Not too much to report this week as your U.S. House continues to be slow getting off the mark this election year. Things aren't going to pick up any time soon: next week is Presidents Day recess.
The big event for the week will be the Wednesday release of the House special Katrina committee's report on What Went Wrong. Somehow a draft of the document was leaked to the Washington Post -- hometown newspaper of the committee's chairman, Rep. Tom Davis (R-No. Va.) -- which printed parts of it yesterday on the front page. From what we have seen of it, the report dispenses enough blame to go around, but so far the focus has been on the role of DHS Secretary Michael Chertoff, who today is rejecting assertions that his agency was too preoccupied with terror threats to adequately plan for -- and respond to -- a natural catastrophe.
Members of Congress will get a chance to question Chertoff in person on THURSDAY when he testifies before the Committee on Homeland Security. Ostensible topic: his agency's budget.
On WEDNESDAY the "Big 5" congressional leaders -- Reps. Hastert, Pelosi and Boehner; Sens. Frist and Reid -- will head down bright and early to the White House at 7am for another in a sporadic series of weekly breakfasts with the president. Those are closed to the press.
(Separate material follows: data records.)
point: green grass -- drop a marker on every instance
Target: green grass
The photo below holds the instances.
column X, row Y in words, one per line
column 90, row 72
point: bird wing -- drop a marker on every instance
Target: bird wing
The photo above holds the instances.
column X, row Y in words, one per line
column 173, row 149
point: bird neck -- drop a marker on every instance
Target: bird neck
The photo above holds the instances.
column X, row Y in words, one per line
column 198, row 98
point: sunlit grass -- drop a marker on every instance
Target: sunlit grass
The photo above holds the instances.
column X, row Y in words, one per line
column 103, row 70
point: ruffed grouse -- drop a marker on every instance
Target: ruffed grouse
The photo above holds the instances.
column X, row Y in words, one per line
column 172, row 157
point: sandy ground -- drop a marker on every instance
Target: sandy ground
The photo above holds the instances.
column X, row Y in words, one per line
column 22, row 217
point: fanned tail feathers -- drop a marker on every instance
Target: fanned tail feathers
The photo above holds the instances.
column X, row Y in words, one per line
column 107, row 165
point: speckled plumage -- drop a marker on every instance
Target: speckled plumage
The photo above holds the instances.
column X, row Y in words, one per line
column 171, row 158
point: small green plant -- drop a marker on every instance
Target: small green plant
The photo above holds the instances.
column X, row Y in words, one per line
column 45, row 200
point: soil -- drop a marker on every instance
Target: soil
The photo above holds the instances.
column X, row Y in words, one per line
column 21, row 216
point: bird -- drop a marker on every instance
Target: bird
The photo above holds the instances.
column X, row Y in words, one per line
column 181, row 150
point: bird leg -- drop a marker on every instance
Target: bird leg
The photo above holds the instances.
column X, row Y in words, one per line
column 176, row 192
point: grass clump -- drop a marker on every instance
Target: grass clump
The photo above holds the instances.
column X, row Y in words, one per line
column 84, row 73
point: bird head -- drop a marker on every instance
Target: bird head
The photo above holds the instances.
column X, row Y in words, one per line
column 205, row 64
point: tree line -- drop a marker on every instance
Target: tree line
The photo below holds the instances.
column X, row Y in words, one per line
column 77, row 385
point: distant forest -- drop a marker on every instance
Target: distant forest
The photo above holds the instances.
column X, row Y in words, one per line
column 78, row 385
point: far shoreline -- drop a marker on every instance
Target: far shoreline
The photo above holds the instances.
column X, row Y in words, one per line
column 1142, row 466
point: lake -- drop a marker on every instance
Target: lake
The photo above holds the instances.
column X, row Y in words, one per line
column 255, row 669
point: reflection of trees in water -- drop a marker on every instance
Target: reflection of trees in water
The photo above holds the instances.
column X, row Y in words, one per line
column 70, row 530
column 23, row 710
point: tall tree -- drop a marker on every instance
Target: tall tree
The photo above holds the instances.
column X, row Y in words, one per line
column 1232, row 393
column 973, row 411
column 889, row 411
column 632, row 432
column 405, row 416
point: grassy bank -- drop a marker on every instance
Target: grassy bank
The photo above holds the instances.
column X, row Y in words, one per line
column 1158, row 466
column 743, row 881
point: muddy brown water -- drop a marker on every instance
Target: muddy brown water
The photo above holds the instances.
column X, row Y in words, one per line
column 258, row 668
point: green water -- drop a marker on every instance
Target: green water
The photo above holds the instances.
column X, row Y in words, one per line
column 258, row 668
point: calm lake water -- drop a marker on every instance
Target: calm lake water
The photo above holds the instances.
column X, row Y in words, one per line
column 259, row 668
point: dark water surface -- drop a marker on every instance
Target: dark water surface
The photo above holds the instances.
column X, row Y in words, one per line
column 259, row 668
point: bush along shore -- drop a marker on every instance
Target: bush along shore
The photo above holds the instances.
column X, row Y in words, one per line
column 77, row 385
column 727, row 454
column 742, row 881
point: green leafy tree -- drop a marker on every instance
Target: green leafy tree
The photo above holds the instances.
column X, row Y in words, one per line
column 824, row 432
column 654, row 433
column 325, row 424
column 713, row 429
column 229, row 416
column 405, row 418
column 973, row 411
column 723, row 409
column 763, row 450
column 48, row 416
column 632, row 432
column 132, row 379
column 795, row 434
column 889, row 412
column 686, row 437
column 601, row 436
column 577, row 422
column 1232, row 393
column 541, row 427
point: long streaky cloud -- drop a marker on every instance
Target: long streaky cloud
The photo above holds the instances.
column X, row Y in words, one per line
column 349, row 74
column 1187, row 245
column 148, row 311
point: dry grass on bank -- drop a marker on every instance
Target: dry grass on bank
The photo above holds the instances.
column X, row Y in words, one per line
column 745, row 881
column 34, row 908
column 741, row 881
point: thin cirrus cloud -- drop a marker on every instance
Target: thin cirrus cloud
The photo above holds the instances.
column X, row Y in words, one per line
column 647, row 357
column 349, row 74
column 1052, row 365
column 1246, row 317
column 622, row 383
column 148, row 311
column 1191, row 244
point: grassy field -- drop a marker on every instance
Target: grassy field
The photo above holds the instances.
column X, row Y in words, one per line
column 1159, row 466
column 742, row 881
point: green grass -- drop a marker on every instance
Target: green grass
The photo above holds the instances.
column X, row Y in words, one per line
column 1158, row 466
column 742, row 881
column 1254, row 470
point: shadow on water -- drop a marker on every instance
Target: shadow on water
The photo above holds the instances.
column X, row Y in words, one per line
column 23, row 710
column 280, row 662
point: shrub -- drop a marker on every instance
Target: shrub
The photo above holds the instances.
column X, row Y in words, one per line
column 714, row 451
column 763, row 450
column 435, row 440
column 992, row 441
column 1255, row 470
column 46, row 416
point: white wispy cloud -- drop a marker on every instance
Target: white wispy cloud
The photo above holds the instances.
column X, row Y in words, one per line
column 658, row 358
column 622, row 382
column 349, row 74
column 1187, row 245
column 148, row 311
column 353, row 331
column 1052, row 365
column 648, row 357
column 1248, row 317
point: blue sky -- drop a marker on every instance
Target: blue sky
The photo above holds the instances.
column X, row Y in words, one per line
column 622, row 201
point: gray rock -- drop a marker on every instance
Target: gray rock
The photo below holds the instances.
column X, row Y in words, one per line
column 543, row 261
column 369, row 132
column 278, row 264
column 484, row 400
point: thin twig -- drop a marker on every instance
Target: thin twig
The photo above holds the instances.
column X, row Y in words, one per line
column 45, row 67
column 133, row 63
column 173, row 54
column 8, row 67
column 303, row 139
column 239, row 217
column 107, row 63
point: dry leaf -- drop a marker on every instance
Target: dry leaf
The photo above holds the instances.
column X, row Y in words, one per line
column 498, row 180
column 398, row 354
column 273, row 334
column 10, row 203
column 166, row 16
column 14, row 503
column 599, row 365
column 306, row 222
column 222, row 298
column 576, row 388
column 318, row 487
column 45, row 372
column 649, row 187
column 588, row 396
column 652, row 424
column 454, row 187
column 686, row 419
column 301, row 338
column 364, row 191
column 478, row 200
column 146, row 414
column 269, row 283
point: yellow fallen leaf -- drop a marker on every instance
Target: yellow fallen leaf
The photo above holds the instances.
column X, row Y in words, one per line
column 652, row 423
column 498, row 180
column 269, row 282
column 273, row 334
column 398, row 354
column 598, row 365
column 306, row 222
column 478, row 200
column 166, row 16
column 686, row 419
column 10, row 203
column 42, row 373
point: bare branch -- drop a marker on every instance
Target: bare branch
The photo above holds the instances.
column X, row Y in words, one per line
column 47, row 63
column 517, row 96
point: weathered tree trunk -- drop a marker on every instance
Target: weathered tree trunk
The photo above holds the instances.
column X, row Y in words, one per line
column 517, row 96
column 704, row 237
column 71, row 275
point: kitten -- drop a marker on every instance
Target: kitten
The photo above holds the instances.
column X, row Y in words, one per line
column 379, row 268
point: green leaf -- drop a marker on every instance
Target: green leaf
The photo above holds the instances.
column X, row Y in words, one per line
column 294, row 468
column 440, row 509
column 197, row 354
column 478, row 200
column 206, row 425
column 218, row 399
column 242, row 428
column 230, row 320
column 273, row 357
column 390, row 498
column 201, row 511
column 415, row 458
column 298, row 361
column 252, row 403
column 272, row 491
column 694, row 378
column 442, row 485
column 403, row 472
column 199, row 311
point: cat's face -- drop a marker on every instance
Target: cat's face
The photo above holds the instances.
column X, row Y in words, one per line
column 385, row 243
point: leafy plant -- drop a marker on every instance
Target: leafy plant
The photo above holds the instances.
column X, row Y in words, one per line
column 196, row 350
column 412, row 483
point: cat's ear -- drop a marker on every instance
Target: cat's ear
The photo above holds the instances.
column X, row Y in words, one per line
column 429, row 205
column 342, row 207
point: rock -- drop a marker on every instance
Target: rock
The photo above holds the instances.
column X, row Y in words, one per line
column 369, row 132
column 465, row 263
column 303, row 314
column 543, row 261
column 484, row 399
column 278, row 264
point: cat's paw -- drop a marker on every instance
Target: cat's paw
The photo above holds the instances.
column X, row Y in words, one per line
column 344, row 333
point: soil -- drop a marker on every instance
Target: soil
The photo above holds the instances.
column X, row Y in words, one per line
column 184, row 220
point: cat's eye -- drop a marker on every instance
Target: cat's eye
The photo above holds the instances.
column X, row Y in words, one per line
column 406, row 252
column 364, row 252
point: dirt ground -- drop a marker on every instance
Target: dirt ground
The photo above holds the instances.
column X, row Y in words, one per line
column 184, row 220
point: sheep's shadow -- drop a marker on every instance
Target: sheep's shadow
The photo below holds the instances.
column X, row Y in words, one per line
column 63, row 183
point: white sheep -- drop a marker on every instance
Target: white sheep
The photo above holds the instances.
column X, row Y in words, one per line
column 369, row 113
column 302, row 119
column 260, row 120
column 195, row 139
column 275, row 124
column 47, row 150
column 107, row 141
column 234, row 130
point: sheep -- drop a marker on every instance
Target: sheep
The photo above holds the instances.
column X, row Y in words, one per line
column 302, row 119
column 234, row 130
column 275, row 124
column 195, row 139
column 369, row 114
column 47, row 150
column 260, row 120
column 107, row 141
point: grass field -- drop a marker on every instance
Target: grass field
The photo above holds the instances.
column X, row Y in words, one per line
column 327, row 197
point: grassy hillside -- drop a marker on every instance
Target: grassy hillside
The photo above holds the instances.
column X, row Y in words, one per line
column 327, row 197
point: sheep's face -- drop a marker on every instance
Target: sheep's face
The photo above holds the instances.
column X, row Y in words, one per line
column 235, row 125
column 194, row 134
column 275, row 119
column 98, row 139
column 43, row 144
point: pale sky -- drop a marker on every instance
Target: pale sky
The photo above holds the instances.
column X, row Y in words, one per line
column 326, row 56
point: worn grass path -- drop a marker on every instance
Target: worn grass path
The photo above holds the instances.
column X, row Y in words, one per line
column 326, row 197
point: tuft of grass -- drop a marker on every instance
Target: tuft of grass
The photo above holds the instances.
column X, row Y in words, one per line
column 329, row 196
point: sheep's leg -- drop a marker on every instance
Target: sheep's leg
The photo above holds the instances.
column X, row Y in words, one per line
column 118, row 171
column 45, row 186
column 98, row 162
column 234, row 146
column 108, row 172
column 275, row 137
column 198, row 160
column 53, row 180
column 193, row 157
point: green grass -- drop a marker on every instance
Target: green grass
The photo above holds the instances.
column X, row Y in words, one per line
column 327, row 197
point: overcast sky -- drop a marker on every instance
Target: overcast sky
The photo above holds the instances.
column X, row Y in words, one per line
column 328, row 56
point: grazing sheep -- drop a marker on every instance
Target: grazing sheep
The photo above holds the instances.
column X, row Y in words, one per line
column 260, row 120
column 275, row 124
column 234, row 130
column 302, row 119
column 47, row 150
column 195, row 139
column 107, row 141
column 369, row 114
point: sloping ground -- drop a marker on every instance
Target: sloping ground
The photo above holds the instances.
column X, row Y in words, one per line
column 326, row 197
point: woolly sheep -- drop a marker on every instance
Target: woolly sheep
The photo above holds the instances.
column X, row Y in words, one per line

Minority Leader Pelosi will hold her weekly on-camera briefing for reporters on THURSDAY...Pelosi is expected to spend some time this week reacting to the aforementioned Katrina report, though at its inception Pelosi repeatedly and forcefully called the committee a "sham" and worse. Pelosi leaves FRIDAY for a congressional trip to Africa.
As for legislative action on the House floor: TUESDAY, a series of post-office namings and other relatively minor matters; WEDNESDAY, the House will vote to increase the amount that the government can borrow in order to pay the post-Katrina flood insurance bills. There will be a "sense of Congress" resolution that proclaims that no U.S. aid should be provided to the Palestinian Authority so long as the party holding a majority in their parliament espouses the destruction of Israel. And the House will vote on a similar resolution condemning Iran for violating its international non-proliferation obligations.
And finally, a reader of my post last week on the House Republican retreat encouraged me to follow up on the outcome. One doesn't know for sure, seeing as how it was all closed-door, except for about five minutes of presidential remarks, but it doesn't appear that there were any grand strategies laid out. In my experience, these things -- whether they be Democratic or Republican -- are given more weight than they actually merit in terms of specific planning and scheduling. It's more a chance to them to get together away from the public eye and chat, relax, schmooze, network, etc. I was there for a portion of the time, though we in the press were kept about a quarter mile from the building where all the action was.